# Hermes Parcel Shop/Print in Store ?



## Demented (Nov 3, 2014)

Has anyone used this service ?

If so, when printing a Return label in store, is there a fee for printing the label on top of the cost of delivery?


----------



## Darlofan (Nov 24, 2010)

Used Hermes shops for years without a problem. Not used printing service yet though so not sure about charges.


----------



## Steveom2 (Jul 29, 2018)

Demented said:


> Has anyone used this service ?
> 
> If so, when printing a Return label in store, is there a fee for printing the label on top of the cost of delivery?

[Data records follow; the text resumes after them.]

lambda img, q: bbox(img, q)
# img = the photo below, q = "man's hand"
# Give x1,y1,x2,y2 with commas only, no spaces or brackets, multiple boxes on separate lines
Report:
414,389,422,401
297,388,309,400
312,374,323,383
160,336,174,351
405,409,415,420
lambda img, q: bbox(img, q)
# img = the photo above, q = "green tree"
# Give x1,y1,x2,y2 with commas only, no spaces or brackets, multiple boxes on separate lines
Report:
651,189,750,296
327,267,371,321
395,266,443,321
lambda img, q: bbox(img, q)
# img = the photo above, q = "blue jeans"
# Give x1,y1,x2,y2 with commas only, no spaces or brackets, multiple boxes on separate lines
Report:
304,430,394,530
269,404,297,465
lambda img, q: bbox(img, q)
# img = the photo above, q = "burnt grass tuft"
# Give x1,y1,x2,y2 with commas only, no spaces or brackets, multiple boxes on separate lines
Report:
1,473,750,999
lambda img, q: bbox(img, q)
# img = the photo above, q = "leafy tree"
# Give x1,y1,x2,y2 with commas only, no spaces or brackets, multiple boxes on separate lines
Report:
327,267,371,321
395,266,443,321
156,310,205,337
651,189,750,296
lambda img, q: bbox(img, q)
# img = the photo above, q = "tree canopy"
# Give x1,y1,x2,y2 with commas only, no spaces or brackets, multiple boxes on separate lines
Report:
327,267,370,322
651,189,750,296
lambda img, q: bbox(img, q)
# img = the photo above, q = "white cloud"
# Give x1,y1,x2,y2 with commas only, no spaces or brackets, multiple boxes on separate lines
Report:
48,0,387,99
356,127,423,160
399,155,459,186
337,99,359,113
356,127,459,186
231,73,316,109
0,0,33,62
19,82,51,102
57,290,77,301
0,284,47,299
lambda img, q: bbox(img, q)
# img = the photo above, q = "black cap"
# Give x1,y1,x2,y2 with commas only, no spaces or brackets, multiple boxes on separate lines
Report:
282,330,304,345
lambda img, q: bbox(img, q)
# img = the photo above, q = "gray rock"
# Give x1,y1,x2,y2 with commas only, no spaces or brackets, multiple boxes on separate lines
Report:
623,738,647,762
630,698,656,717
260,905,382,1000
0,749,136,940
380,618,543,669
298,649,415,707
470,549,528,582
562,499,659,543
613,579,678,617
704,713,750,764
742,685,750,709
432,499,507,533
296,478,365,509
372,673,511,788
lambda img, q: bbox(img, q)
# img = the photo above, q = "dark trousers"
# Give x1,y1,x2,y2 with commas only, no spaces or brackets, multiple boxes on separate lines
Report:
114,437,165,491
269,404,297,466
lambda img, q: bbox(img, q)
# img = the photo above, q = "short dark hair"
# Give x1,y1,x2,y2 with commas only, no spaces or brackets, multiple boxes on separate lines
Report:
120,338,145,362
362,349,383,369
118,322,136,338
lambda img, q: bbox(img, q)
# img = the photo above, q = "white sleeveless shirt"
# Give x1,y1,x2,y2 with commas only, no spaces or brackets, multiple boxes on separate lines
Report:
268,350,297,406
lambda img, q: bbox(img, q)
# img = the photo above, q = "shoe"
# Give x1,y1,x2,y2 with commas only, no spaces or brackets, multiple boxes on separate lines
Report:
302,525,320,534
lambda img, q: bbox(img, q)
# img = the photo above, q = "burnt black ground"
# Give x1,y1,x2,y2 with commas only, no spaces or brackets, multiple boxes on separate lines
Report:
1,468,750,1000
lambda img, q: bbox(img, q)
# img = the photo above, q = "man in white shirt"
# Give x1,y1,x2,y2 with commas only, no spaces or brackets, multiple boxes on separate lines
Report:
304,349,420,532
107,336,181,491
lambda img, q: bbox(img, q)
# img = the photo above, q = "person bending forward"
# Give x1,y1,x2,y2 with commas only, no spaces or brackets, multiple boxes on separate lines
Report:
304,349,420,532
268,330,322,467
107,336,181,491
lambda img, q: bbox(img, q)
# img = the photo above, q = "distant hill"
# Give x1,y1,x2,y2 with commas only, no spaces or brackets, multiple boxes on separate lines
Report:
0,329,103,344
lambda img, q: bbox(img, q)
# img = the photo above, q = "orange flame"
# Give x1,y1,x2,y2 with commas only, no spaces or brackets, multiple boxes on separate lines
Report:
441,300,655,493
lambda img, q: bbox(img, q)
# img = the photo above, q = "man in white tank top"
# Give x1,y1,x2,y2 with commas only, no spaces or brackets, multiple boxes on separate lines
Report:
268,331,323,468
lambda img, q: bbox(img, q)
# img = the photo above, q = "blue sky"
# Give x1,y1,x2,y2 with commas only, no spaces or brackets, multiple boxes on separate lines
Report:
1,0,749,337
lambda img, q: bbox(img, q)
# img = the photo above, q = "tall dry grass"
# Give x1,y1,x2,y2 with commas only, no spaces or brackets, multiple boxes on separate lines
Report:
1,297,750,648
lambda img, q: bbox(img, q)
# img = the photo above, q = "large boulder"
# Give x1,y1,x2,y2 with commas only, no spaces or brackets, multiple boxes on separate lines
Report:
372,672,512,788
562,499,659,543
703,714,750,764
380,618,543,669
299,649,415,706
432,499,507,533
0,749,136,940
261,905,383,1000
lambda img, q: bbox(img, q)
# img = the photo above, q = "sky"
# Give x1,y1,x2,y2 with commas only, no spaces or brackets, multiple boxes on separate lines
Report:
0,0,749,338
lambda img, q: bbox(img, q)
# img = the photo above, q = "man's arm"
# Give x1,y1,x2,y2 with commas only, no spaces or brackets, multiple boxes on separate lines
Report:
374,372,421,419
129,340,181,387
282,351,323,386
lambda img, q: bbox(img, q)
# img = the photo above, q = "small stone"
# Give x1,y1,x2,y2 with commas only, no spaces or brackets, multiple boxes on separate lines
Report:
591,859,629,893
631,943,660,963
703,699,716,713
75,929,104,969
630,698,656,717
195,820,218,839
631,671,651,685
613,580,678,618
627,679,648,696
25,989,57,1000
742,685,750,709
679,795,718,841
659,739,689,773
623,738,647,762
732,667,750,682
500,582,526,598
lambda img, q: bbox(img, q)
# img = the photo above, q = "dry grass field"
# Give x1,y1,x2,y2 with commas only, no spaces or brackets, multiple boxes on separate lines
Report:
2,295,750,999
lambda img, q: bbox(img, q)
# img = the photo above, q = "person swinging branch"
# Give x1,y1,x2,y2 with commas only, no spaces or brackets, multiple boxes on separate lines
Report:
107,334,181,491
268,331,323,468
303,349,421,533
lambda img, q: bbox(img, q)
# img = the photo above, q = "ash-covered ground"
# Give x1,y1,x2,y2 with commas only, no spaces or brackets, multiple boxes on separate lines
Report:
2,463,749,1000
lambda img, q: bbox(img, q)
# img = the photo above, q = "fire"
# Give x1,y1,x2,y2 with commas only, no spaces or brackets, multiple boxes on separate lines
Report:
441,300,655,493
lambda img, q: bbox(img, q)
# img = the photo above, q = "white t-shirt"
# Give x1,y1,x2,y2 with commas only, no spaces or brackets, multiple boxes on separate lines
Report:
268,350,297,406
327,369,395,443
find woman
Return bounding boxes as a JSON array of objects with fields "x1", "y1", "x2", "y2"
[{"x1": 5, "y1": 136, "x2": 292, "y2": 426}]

Used this service yesterday 👍 drop off parcel, shops have a QR reader to scan the code they have sent you,the shop prints label and places on parcel and best of all it's FREE 👌
Brilliant service


----------



## Darlofan (Nov 24, 2010)

Steve0rs6 said:


> Used this service yesterday 👍 drop off parcel, shops have a QR reader to scan the code they have sent you,the shop prints label and places on parcel and best of all it's FREE 👌
> Brilliant service


That'll be good, pain for me as I have to send label to my work computer to print it out.


----------



## Steveom2 (Jul 29, 2018)

Darlofan said:


> That'll be good, pain for me as I have to send label to my work computer to print it out.


Me too 😩 brilliant idea by them 👍


----------



## Demented (Nov 3, 2014)

Thanks Steve0rs6.... Good to know.

I have to pay return postage and I wasn’t sure whether there was an additional fee to pay in store; just for printing the label. 

Thanks


----------



## beambeam (Mar 16, 2007)

Recently used this service a dozen times and it's been faultless even when sending stuff to Germany. I use the Parcel2Go app to get best prices and Hermes always comes out cheaper for me.


----------



## Peirre (Jun 29, 2015)

My Hermes delivery in my area are horrendous due to the over use of pensioners driving parcel filled family cars who are trying to make a little extra money. But when they realise they only get 40p a parcel and are not covered for commercial work on their car insurance they soon loose interest


----------